Now if only they could find me one to order, I'd be all set! The one I rode belonged to a customer who hadn't picked it up yet.


----------



## kidcurry73 (Jun 25, 2007)

Here is one I'm building...its not bling blingy but so far I have about $20 into it and a few hours of elbow grease. I still have to find some fenders:ihih:


----------



## madcap (May 26, 2007)

Here's my Card Shark. I added the black ape hangers, black pedals, chrome grips, and Maxxis Hookworm 26x2.55. It's one of the most comfortable bikes I have ever ridden...


----------



## eastbxc (Jul 22, 2007)

yes cruisers are very cool bikes with just with the way the frame seems to flow and how it feels like your riding on air is also very cool


----------



## btadlock (Oct 3, 2005)

P-Funk said:


>


is this a real russian bike or a replica? I saw one that looked just like this in a tiny bike shope in Idaho Springs Co, only seen thru the window, as the shop was closed.


----------



## P-Funk (Jan 16, 2004)

btadlock said:


> is this a real russian bike or a replica? I saw one that looked just like this in a tiny bike shope in Idaho Springs Co, only seen thru the window, as the shop was closed.

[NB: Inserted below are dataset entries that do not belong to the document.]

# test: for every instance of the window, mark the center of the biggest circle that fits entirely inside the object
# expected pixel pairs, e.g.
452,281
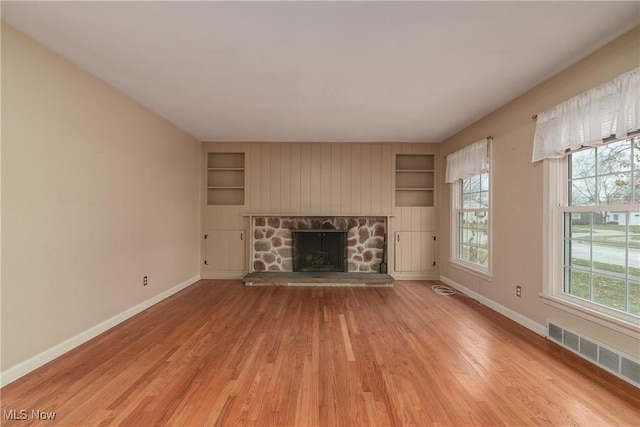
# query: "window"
473,221
602,246
592,267
469,173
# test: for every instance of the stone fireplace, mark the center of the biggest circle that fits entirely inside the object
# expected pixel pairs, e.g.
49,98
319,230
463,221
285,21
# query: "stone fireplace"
319,250
274,239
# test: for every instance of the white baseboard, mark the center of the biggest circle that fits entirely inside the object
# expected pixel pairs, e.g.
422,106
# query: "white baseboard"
58,350
516,317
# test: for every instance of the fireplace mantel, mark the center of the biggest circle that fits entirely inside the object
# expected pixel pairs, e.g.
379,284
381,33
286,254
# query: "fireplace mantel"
271,239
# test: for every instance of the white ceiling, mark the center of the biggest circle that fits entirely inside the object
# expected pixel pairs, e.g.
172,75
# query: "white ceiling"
323,71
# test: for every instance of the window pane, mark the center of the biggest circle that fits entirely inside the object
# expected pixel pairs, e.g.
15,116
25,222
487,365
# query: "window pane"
578,284
583,192
634,298
473,220
609,291
614,157
602,247
614,188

It's actually a replica, made by Felt, of all people.

http://www.feltracing.com/products/default.asp?catID=18,24


----------



## skyphix (May 29, 2007)

I've been eyeing this one at the LBS... tempted to get a Kona Blast instead of the Cinder cone just so I can afford this one too.










Yes, that is a bottle opener welded to the frame...


----------



## slocaus (Jul 21, 2005)

Too bad they left off the word "crawler" there on the plate 'tween the top tubes.


----------



## btadlock (Oct 3, 2005)

P-Funk said:


> It's actually a replica, made by Felt, of all people.
> 
> :eekster: I completely missed the logo in the upper left corner.


----------



## GuruAtma (May 17, 2004)

Ellsworth has a nifty-looking cruiser that uses the new fangled no-gear system. It's kind of strange that they don't have any real pictures of it on their website, only computer-drawn pictures.

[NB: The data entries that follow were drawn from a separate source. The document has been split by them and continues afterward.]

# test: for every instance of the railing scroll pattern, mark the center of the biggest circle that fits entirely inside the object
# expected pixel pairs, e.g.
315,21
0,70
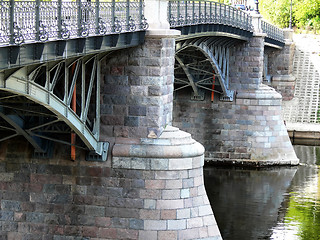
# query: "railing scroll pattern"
187,13
39,21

for nearly $4000, it better be good.


----------



## eastbxc (Jul 22, 2007)

GuruAtma said:


> Ellsworth has a nifty-looking cruiser that uses the new fangled no-gear system. It's kind of strange that they don't have any real pictures of it on their website, only computer-drawn pictures.
> 
> for nearly $4000, it better be good.


i think but i could be wrong it has a lot of speeds in its internal hub (like 10 or 13 i read something about it in popular mechanics)


----------



## thebigred67 (Mar 29, 2005)

I have a Moon Eyes,... sorry no pictures right now. I love that thing!


----------



## jeeves (Mar 12, 2007)

I think every cyclist should have a single speed cruiser....there's nothin' like rolling down the road...not too fast, not too slow...enjoying the outdoors and the scenery. To me, it brings out the essence of the joy of bicycling. Of course, it helps when you slap some Phil Wood hubs on it! 

-Raj


----------